The 30 MLB teams drew nearly 64.6 million fans for the regular season that ended Wednesday, which is up from the 45.3 million who attended games in 2021, according to baseball-reference.com. This year’s numbers are still down from the 68.5 million who attended games in 2019, which was the last season that wasn’t affected by the pandemic.

The 111-win Los Angeles Dodgers led baseball with 3.86 million fans flocking to Dodger Stadium for an average of 47,672 per contest. The Oakland Athletics – who lost 102 games, play in an aging stadium and are the constant subject of relocation rumors – finished last, drawing just 787,902 fans for an average of less than 10,000 per game.

The St. Louis Cardinals finished second, drawing 3.32 million fans. They were followed by the Yankees (3.14 million), defending World Series champion Braves (3.13 million) and Padres (2.99 million).

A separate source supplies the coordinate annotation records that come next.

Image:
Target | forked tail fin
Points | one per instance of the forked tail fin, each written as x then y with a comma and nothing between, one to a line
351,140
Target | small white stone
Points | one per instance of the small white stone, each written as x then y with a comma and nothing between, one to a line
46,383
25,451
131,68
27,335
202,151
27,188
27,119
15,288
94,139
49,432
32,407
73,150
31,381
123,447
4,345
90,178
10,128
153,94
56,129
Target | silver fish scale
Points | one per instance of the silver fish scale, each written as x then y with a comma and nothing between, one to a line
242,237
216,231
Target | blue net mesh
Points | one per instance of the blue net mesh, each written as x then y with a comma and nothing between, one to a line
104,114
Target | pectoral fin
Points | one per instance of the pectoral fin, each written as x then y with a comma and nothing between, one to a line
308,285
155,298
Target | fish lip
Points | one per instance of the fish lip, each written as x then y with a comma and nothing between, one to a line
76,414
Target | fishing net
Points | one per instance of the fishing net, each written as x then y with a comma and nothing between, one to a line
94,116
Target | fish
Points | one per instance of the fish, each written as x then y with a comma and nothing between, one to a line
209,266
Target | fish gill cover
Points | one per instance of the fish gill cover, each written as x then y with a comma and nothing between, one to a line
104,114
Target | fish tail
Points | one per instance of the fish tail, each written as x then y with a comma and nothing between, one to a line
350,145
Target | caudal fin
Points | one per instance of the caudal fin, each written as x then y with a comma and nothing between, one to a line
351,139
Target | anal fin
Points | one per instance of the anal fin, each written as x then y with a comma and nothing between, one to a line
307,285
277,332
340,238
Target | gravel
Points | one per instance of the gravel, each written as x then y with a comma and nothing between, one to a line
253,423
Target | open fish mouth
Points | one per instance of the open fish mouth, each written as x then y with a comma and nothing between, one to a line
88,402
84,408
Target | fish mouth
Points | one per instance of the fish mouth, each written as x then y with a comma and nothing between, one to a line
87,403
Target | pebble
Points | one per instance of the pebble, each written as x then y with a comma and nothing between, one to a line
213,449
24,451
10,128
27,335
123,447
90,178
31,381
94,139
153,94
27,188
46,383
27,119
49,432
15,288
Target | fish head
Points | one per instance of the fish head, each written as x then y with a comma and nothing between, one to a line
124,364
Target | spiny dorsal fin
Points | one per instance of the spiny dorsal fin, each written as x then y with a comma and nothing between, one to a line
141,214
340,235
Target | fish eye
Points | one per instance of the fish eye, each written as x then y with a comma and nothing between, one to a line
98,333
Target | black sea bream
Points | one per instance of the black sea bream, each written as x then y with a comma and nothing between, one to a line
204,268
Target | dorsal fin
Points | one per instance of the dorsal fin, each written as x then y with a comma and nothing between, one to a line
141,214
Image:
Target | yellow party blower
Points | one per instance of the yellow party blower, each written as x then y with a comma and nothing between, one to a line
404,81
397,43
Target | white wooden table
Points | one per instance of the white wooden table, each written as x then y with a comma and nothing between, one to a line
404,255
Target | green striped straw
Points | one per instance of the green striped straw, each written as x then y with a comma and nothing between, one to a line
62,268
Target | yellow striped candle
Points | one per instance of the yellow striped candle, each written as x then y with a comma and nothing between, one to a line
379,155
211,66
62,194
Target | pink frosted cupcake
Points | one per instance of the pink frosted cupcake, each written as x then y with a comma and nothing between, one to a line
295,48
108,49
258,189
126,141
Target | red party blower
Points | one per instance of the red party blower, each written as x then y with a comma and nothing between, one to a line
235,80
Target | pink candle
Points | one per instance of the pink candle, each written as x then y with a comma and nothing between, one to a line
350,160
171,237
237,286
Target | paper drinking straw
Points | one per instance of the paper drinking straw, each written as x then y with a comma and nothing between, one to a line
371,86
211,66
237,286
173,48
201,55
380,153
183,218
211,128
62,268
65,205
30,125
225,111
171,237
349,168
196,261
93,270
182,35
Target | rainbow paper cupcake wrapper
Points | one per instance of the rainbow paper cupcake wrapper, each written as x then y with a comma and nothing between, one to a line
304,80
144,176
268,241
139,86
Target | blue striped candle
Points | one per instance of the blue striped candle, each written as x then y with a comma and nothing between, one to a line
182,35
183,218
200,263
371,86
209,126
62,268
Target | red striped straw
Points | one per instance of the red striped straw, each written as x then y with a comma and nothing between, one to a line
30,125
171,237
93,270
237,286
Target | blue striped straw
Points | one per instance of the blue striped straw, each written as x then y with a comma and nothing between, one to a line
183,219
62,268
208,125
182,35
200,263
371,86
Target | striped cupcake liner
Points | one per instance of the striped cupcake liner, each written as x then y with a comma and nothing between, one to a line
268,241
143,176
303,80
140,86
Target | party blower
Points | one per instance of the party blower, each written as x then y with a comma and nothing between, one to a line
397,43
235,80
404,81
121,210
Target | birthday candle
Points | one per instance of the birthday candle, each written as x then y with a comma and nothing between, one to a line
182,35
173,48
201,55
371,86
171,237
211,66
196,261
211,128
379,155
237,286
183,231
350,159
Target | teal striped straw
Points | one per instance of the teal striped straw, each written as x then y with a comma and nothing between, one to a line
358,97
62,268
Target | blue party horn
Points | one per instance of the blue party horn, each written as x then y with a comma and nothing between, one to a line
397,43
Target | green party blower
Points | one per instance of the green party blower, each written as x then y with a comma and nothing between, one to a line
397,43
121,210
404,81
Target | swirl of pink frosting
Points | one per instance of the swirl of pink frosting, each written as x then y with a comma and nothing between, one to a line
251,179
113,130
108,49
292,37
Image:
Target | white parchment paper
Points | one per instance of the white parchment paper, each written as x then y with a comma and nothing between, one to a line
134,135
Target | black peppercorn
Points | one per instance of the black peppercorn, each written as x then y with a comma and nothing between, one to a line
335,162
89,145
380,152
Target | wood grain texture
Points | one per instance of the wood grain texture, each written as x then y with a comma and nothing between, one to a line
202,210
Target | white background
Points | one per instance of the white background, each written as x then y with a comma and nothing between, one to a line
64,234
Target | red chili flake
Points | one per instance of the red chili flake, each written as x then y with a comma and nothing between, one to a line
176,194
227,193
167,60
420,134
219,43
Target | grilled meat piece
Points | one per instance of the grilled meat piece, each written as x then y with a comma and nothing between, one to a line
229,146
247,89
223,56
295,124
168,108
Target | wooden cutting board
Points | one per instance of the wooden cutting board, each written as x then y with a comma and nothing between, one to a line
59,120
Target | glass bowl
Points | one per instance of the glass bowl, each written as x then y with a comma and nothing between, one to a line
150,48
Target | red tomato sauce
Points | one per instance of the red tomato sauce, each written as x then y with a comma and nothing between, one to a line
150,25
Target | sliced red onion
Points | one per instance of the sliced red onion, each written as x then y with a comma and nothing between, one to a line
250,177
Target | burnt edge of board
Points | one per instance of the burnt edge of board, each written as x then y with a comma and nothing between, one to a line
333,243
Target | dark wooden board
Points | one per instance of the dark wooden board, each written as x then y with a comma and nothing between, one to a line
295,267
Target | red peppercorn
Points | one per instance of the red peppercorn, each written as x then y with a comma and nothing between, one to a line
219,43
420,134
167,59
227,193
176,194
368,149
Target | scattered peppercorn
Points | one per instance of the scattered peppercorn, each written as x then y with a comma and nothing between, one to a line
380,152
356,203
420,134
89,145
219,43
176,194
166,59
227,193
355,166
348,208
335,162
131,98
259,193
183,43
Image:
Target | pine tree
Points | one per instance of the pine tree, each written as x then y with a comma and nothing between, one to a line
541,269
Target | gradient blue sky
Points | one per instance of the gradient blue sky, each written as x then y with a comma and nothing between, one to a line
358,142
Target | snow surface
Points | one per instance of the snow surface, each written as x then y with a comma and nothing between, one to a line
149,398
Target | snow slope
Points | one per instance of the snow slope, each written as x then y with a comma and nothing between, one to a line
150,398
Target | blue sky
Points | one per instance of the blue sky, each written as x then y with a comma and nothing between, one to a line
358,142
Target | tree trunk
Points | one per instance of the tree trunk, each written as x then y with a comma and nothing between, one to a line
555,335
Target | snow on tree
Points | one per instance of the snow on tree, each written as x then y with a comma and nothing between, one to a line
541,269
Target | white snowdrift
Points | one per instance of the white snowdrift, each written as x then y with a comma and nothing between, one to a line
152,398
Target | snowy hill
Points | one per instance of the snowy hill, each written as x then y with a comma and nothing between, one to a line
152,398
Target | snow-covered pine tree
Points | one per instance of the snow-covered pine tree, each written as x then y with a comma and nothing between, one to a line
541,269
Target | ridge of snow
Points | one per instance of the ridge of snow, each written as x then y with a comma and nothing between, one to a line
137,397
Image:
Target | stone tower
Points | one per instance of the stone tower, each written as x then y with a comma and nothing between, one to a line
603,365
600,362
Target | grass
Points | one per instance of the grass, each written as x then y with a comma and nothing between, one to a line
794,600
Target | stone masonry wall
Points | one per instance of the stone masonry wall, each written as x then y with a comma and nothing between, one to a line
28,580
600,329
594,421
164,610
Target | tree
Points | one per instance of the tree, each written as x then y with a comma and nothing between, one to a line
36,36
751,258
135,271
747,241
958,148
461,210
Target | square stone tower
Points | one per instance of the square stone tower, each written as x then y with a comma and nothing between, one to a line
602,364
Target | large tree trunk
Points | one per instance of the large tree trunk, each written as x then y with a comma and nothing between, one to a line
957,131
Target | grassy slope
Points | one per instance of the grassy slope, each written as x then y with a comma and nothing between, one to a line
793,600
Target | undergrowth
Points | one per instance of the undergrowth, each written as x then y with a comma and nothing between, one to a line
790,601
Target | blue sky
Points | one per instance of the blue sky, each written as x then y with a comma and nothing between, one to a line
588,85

The Toronto Blue Jays saw the biggest jump in attendance, rising from 805,901 fans to about 2.65 million. They were followed by the Cardinals, Yankees, Mariners, Dodgers, and Mets, which all drew more than a million fans more than in 2021.

The Rangers and Reds were the only teams to draw fewer fans than in 2021.

Only the Rangers started the 2021 season at full capacity and all 30 teams weren’t at 100% until July. No fans were allowed to attend regular season games in 2020.

MLB attendance had been declining slowly for years – even before the pandemic – after hitting its high mark of 79.4 million in 2007. This year’s 64.6 million fans is the fewest in a non-COVID-19 season since the sport expanded to 30 teams in 1998.

The lost attendance has been balanced in some ways by higher viewership on the sport’s MLB.TV streaming service. Viewers watched 11.5 billion minutes of content in 2022, which was a record high and up nearly 10% from 2021.